The lateral-flow kit for rapid detection of antibodies against M. tuberculosis and M bovis in NHP (Chembio Diagnostic Systems, Inc., Medford, NY) uses a cocktail of recombinant antigens including ESAT-6, CFP10, MPB83, and TBF10, as well as a blue latex bead-based signal detection system. The ready-to-use disposable device consists of a plastic cassette containing a strip of nitrocellulose membrane impregnated with test antigen and laminated with several pads made of glass fiber and cellulose. The test requires a 30-μl serum sample (plasma or whole blood) and 3 drops of sample diluent buffer (included in the kit) that are added sequentially to the sample pad. As the diluted sample migrates to the conjugate pad, the latex particles conjugated to the antigen bind the antibody, if present, thus creating a colored immune complex. Driven by capillary forces, the complex flows laterally across the nitrocellulose membrane and binds to the immobilized antigen, thus producing a visible blue band in the test area of the device. In the absence of a specific antibody, no band develops in the test window. The liquid continues to migrate along the membrane, producing a similar blue band in the control area of the device, irrespective of the presence of a specific antibody in the test sample, demonstrating that the test reagents are functioning properly. Results are read visually 20 min after diluent addition. Any visible band in the test area, in addition to the control line, is considered an antibody-positive result. The absence of a band in the test area is considered an antibody-negative result. Figure 1 shows examples of PrimaTB STAT-PAK assay results obtained with antibody-positive and -negative samples.
RESULTS
Antibody responses and antigen recognition.
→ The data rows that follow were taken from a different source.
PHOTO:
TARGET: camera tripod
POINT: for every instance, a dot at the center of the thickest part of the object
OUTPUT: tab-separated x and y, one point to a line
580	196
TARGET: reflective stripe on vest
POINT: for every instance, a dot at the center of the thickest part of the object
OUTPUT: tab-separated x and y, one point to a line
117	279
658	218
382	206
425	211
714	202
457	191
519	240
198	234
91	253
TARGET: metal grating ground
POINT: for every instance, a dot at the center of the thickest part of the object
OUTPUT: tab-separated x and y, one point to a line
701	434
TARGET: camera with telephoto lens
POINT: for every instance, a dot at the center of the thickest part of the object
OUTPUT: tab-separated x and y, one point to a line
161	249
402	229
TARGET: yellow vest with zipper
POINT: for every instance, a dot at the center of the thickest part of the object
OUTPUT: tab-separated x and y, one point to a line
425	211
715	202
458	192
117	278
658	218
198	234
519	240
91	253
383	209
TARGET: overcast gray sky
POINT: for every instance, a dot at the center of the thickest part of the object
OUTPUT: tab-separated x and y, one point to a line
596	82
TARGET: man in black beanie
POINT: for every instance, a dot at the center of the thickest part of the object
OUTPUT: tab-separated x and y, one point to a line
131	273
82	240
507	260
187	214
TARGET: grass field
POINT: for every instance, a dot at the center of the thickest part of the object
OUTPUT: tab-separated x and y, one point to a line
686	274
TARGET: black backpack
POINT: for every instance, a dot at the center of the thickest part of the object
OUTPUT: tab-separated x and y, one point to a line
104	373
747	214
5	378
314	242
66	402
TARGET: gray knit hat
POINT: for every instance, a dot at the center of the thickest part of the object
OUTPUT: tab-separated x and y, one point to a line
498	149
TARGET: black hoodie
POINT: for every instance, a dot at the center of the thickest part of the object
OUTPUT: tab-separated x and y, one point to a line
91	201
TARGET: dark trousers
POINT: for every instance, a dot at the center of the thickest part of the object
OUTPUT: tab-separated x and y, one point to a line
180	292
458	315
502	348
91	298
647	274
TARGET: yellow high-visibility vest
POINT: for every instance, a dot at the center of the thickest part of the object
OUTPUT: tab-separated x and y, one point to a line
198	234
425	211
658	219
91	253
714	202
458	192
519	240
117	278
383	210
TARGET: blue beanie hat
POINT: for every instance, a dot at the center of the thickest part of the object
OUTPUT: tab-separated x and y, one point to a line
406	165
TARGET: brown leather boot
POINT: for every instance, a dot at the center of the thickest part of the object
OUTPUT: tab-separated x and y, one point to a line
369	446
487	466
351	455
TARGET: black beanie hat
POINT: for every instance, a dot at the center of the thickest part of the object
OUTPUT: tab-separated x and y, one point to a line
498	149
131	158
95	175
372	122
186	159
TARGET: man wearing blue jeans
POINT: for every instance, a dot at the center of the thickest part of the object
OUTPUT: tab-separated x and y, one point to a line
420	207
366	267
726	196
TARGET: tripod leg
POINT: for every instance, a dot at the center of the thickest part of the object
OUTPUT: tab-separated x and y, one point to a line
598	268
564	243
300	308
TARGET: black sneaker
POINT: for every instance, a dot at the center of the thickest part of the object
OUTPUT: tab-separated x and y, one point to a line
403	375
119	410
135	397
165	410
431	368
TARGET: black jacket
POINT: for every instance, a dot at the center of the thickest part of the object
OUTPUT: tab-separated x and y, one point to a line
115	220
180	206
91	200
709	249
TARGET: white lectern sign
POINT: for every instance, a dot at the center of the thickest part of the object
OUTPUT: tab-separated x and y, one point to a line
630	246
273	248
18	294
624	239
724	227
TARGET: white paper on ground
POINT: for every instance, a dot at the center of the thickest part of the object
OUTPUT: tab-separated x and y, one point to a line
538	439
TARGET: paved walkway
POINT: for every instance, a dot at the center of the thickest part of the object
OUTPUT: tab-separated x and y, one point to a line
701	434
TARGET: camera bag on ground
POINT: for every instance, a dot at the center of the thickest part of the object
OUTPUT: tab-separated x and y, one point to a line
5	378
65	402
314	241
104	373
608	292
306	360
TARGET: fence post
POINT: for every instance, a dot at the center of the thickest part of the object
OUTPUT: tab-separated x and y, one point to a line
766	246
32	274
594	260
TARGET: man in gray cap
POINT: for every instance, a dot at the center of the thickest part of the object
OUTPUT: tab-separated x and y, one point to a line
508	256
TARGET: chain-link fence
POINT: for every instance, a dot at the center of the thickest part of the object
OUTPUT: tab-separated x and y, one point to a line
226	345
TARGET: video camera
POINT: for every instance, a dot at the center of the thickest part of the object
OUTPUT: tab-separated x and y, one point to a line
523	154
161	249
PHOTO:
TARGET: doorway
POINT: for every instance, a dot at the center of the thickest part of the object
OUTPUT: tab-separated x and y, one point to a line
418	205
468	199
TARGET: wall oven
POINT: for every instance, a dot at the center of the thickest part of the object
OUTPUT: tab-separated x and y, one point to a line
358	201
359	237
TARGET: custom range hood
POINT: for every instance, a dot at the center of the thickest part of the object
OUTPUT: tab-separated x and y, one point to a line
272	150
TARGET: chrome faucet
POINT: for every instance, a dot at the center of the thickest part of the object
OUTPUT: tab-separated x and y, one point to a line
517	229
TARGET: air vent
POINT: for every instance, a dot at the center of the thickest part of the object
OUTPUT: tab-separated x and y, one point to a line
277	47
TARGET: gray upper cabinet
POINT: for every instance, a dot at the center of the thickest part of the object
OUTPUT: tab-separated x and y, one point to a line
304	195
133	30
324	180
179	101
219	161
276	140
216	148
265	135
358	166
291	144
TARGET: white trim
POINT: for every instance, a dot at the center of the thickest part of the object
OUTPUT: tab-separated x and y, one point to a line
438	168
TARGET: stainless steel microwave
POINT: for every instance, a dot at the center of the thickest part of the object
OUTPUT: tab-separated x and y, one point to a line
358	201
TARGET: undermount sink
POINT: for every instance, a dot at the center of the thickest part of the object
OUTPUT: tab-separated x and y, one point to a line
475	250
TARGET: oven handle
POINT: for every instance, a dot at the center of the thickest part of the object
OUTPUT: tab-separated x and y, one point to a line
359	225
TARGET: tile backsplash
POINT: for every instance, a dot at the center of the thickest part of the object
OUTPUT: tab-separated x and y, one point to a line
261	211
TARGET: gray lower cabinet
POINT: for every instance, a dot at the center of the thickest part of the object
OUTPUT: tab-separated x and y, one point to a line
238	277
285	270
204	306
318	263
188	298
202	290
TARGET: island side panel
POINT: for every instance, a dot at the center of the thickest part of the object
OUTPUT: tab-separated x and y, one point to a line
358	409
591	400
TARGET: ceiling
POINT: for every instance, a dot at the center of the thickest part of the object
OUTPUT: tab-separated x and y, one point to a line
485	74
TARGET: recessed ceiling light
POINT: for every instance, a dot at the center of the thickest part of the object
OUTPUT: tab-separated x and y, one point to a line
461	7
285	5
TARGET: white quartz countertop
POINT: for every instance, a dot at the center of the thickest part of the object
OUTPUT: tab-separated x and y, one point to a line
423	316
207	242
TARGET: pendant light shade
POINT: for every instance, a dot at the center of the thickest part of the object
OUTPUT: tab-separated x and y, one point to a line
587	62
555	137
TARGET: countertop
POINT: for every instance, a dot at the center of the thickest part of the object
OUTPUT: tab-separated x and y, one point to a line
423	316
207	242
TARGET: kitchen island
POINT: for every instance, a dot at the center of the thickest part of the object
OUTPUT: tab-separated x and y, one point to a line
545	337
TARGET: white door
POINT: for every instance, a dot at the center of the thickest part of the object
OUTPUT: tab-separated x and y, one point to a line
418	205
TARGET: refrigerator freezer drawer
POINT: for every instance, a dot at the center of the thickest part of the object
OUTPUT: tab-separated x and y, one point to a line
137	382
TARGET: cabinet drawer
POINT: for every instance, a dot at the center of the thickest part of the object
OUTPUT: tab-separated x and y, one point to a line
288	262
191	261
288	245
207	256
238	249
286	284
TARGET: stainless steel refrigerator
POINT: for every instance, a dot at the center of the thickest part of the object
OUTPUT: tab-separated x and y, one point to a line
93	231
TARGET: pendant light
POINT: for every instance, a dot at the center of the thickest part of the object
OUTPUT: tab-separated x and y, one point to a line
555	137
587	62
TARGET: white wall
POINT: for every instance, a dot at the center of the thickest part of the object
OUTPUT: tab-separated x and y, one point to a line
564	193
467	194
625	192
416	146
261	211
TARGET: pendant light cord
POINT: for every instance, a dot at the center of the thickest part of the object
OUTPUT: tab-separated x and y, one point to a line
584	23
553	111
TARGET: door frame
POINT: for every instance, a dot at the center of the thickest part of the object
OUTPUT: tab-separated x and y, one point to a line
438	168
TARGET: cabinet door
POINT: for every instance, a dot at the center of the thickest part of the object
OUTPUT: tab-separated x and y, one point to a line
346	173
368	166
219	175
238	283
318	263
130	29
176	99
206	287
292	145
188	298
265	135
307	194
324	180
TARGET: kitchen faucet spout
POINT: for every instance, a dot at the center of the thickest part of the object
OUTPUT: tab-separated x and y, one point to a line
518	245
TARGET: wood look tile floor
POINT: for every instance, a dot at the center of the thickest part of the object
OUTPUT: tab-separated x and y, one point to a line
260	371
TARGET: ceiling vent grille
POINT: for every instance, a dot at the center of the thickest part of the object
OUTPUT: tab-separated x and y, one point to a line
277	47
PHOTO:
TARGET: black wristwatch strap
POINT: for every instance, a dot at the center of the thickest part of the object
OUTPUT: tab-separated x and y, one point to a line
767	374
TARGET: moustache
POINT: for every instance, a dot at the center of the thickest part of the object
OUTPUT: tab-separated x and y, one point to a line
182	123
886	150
The humoral immune response during experimental TB was characterized in 14 rhesus monkeys infected with M. tuberculosis at the TNPRC and the University of South Alabama. To identify immunodominant antigens, MAPIA was performed with serum samples sequentially collected at different time points during infection. Examples of MAPIA strips obtained with serial specimens collected from two of the infected monkeys representing different antigen reactivity patterns are shown in Fig. 2. The overall results of the antigen recognition study are summarized in Table 2.
TABLE 2.
Antigen | No. (%) of antibody reactors |
---|---|
Single proteins | |
ESAT-6 | 10 (71) |
MPB83 | 10 (71) |
CFP10 | 7 (50) |
Acr1 | 6 (43) |
MPB70 | 5 (36) |
Mtb8 | 2 (14) |
38 kDa | 1 (7) |
Mtb48 | 0 (0) |
Polyprotein fusions | |
CFP10/ESAT-6 | 11 (79) |
Acr1/MPB83 | 12 (86) |
TBF10 | 9 (64) |
TBF6 | 9 (64) |
The infected animals started producing antibodies at various time points postinoculation. Specific IgG responses could be detected as early as 4 weeks after a challenge with M. tuberculosis. The postinfection serum samples from different monkeys showed various recognition patterns reacting with one or more antigens in the MAPIA (Fig. 2). Seven of eight single recombinant proteins and all four polyprotein fusions were reactive with samples from at least one monkey. None of the antigens was positive with preinfection serum samples. The most frequently recognized proteins were ESAT-6 and MPB83, followed by CFP10, Acr1, MPB70, Mtb8, and the 38-kDa protein of M. tuberculosis (Table 2). The polyproteins had particularly strong reactivity with serum samples that recognized single antigens which were part of the respective fusions (Fig. 2).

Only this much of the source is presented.